Perscommuniqué - Structuur en verdeling van het gezinsvermogen: een analyse op basis van de HFCS

Artikel gepubliceerd in het Economisch Tijdschrift van september 2013

Het vermogen van de gezinnen, zowel het financiële als het reële, kan geraamd worden op basis van statistische bronnen. Het globale financiële vermogen van de gezinnen kan worden afgeleid uit de financiële rekeningen, en het globale reële vermogen kan worden geschat aan de hand van ramingen van het vastgoedbezit en van de vastgoedprijzen. Deze macro-economische informatiebronnen leren echter weinig over de verdeling van het vermogen onder de gezinnen. Hiervoor zijn micro-economische enquêtegegevens nodig. Dergelijke micro-economische informatie is vervat in de Household Finance and Consumption Survey (HFCS) die door de Bank georganiseerd was in de context van een onderzoeksnetwerk dat door het Eurosysteem opgericht is geweest en door de ECB gecoördineerd is.

De finale gegevens van de eerste golf van deze enquête worden in dit artikel gebruikt om de structuur en de verdeling van het vermogende van de Belgische gezinnen te analyseren. Eerst worden de bezittingen op de actiefzijde van de balans van de gezinnen besproken. Hierbij wordt een onderscheid gemaakt tussen reële en financiële activa. De HFCS hanteert een ruime definitie van reële en financiële activa van de gezinnen en vraagt de gezinnen telkens 1) of ze een bepaald actief bezitten en 2) hoeveel het actief waard is. De enquête leert dus niet alleen iets over de participatiegraad (de deelname van gezinnen in de verschillende beleggingsvormen) maar ook over de waardering van die beleggingen. Vervolgens komen de schulden op de passiefzijde van de balans van de gezinnen aan bod. Het gaat hier niet alleen om hypothecaire schulden in het kader van de aankoop van de eigen voornaamste verblijfplaats of van ander vastgoed maar ook over niet-hypothecaire schulden, zoals kredietlijnen en rekeningtekorten, uitstaande schulden op kredietkaarten en andere schulden (consumentenkrediet, autoleningen, …). Het geheel wordt afgerond door een analyse te maken van het nettovermogen van de gezinnen. Hierbij wordt speciaal aandacht besteed aan de verdeling van dat nettovermogen onder de Belgische gezinnen, en wordt een vergelijking gemaakt met de verdeling van de inkomens. Ook een vergelijking met de andere landen van het eurogebied komt aan bod.

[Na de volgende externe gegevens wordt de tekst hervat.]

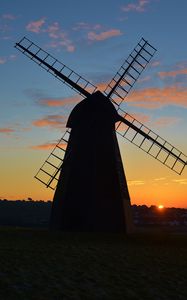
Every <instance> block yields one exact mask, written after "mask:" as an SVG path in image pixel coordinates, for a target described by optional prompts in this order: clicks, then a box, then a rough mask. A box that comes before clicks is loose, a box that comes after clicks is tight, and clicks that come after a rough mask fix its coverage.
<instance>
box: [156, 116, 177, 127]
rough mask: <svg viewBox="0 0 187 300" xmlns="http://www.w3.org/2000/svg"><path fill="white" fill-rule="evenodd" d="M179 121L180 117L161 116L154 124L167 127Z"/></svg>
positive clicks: (159, 125) (157, 126) (157, 118)
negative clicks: (167, 116) (179, 117)
mask: <svg viewBox="0 0 187 300" xmlns="http://www.w3.org/2000/svg"><path fill="white" fill-rule="evenodd" d="M179 121H180V119H179V118H177V117H161V118H157V119H156V120H155V121H153V125H154V126H156V127H166V126H171V125H173V124H176V123H178V122H179Z"/></svg>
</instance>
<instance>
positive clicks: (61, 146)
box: [31, 142, 67, 150]
mask: <svg viewBox="0 0 187 300" xmlns="http://www.w3.org/2000/svg"><path fill="white" fill-rule="evenodd" d="M56 144H57V142H56V143H45V144H40V145H34V146H31V148H32V149H34V150H52V149H54V148H55V146H56ZM66 146H67V144H62V143H61V144H60V147H61V148H63V149H66Z"/></svg>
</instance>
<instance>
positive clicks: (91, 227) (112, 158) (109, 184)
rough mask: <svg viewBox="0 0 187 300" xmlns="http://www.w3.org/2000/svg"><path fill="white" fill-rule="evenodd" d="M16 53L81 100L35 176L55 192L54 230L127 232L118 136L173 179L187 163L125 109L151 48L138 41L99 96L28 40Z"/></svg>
mask: <svg viewBox="0 0 187 300" xmlns="http://www.w3.org/2000/svg"><path fill="white" fill-rule="evenodd" d="M15 47H16V48H17V49H18V50H20V51H21V52H22V53H23V54H25V55H26V56H28V57H29V58H30V59H31V60H33V61H34V62H35V63H37V64H38V65H39V66H41V67H42V68H44V69H45V70H46V71H47V72H49V73H51V74H52V75H53V76H54V77H56V78H57V79H59V80H60V81H62V82H63V83H66V84H67V85H68V86H70V87H71V88H72V89H73V90H75V91H76V92H78V93H79V95H80V96H82V97H83V98H84V99H83V100H82V101H81V102H79V103H78V104H77V105H76V106H75V107H74V109H73V110H72V112H71V113H70V116H69V118H68V122H67V128H68V129H67V130H66V132H65V133H64V135H63V137H62V138H61V139H60V140H59V142H58V143H57V145H56V146H55V148H54V149H53V151H52V152H51V154H50V155H49V156H48V158H47V159H46V161H45V162H44V164H43V165H42V167H41V168H40V169H39V171H38V173H37V174H36V176H35V178H36V179H38V180H39V181H40V182H42V183H43V184H45V186H46V187H49V188H51V189H54V190H55V194H54V199H53V205H52V212H51V223H50V226H51V228H54V229H61V230H67V231H109V232H111V231H117V232H126V233H128V232H131V231H132V230H133V222H132V215H131V208H130V207H131V206H130V196H129V192H128V186H127V181H126V177H125V172H124V169H123V164H122V159H121V155H120V150H119V145H118V141H117V137H116V133H117V134H118V135H119V136H121V138H122V139H123V138H125V139H127V140H129V141H130V142H131V143H133V144H134V145H136V146H137V147H138V148H140V149H142V150H143V151H145V152H146V153H147V154H149V155H151V156H152V157H153V158H155V159H157V160H158V161H160V162H161V163H162V164H163V165H166V166H167V167H169V168H170V169H171V170H173V171H175V172H176V173H178V174H181V173H182V171H183V169H184V167H185V166H186V164H187V157H186V156H185V155H184V154H183V153H182V152H181V151H179V150H178V149H176V148H175V147H174V146H172V145H171V144H170V143H168V142H167V141H166V140H164V139H163V138H161V137H160V136H159V135H158V134H156V133H154V132H153V131H152V130H150V129H149V128H148V127H146V126H145V125H144V124H142V123H140V122H139V121H138V120H136V119H135V118H134V117H132V116H131V115H129V114H128V113H127V112H125V111H124V109H123V105H124V100H125V98H126V96H127V95H128V93H129V91H130V90H131V89H132V87H133V86H134V84H135V82H136V81H137V80H138V78H139V76H140V74H141V73H142V71H143V70H144V69H145V67H146V66H147V64H148V63H149V61H150V60H151V58H152V57H153V55H154V53H155V52H156V49H155V48H154V47H153V46H152V45H151V44H150V43H149V42H148V41H146V40H145V39H144V38H141V40H140V41H139V42H138V44H137V45H136V46H135V48H134V49H133V51H132V52H131V53H130V55H129V56H128V58H127V59H126V60H125V62H124V63H123V65H122V66H121V67H120V69H119V70H118V71H117V73H116V74H115V76H114V77H113V78H112V80H111V81H110V83H109V84H108V86H107V87H106V89H105V91H104V93H101V92H100V91H99V90H98V89H97V87H96V86H95V85H93V84H92V83H91V82H89V81H87V80H86V79H84V78H83V77H82V76H80V75H78V74H77V73H76V72H74V71H73V70H71V69H70V68H68V67H67V66H66V65H64V64H63V63H61V62H60V61H58V60H57V59H56V58H54V57H53V56H51V55H50V54H49V53H47V52H46V51H44V50H43V49H41V48H40V47H39V46H37V45H36V44H34V43H33V42H32V41H30V40H29V39H27V38H26V37H24V38H23V39H21V40H20V41H19V42H18V43H16V44H15Z"/></svg>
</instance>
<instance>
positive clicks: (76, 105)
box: [66, 91, 119, 128]
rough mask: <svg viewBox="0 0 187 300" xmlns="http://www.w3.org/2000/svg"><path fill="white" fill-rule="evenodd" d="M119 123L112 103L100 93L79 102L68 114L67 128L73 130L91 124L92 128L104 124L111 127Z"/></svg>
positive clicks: (92, 95)
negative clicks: (71, 110)
mask: <svg viewBox="0 0 187 300" xmlns="http://www.w3.org/2000/svg"><path fill="white" fill-rule="evenodd" d="M117 121H119V116H118V113H117V111H116V109H115V107H114V105H113V104H112V102H111V101H110V100H109V99H108V98H107V97H106V96H104V95H103V94H102V93H101V92H100V91H97V92H95V93H93V94H92V95H90V96H88V97H87V98H85V99H83V100H82V101H81V102H79V103H78V104H77V105H76V106H75V107H74V108H73V110H72V112H71V113H70V116H69V118H68V121H67V125H66V126H67V127H69V128H75V127H82V126H86V125H87V124H90V123H93V124H94V126H97V125H99V126H101V122H102V124H103V125H104V124H106V125H107V126H109V125H111V126H112V127H113V126H114V125H115V123H116V122H117Z"/></svg>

Alle bezittingen en schulden in aanmerking genomen, kan het vermogen van de Belgische gezinnen in internationaal perspectief als hoog bestempeld worden. Het vermogen blijkt ongelijker verdeeld te zijn dan het inkomen. Er komen aanzienlijke verschillen tussen landen van het eurogebied naar boven, waarbij reële activa en hypothecaire schulden een belangrijke rol spelen. Wat de activa van de gezinnen betreft, stellen we grote internationale verschillen vast in het bezit van de eigen woonst. In België bezitten zeven op de tien gezinnen hun voornaamste verblijfplaats (zes op tien in het eurogebied). Er is een lage participatie in de meeste financiële activa andere dan deposito's, behalve voor de rijkste gezinnen. Enkel in het hoogste inkomenskwintiel bezitten meer dan één op vijf Belgische gezinnen beursgenoteerde aandelen of participaties in gemeenschappelijke beleggingsfondsen. Het inkomensprofiel van de participatie in de derde pensioenpijler is meer uitgesproken. Die participatie gaat in België van minder dan 20 % voor het laagste inkomenskwintiel tot meer dan 60 % voor het hoogste kwintiel. Wat de schulden betreft, observeren we een relatief laag aandeel van gezinnen met schuld in het eurogebied, maar opnieuw blijken er grote internationale verschillen te zijn. Gezinnen met schuld hebben echter soms een aanzienlijke schuldenlast. In België heeft minder dan de helft van de gezinnen schulden. Drie op tien Belgische gezinnen heeft een hypothecair krediet lopen. Het uitstaand saldo van dit krediet bedraagt in doorsnee (conditionele mediaanwaarde) vijf keer het bruto jaarinkomen van een gezin in het laagste inkomenskwintiel. Voor gezinnen in het hoogste inkomenskwintiel bedraagt deze hypothecaire schuld-inkomen-ratio minder dan een jaar.

De HFCS is een rijke en, zeker voor België, betrouwbare statistische bron met heel wat nieuwe informatie over de gezinsfinanciën in ruime zin. De micro-economische statistieken van de HFCS zijn vooral geschikt voor structurele analyses, maar macro-economische bronnen blijven aangewezen voor globale analyses.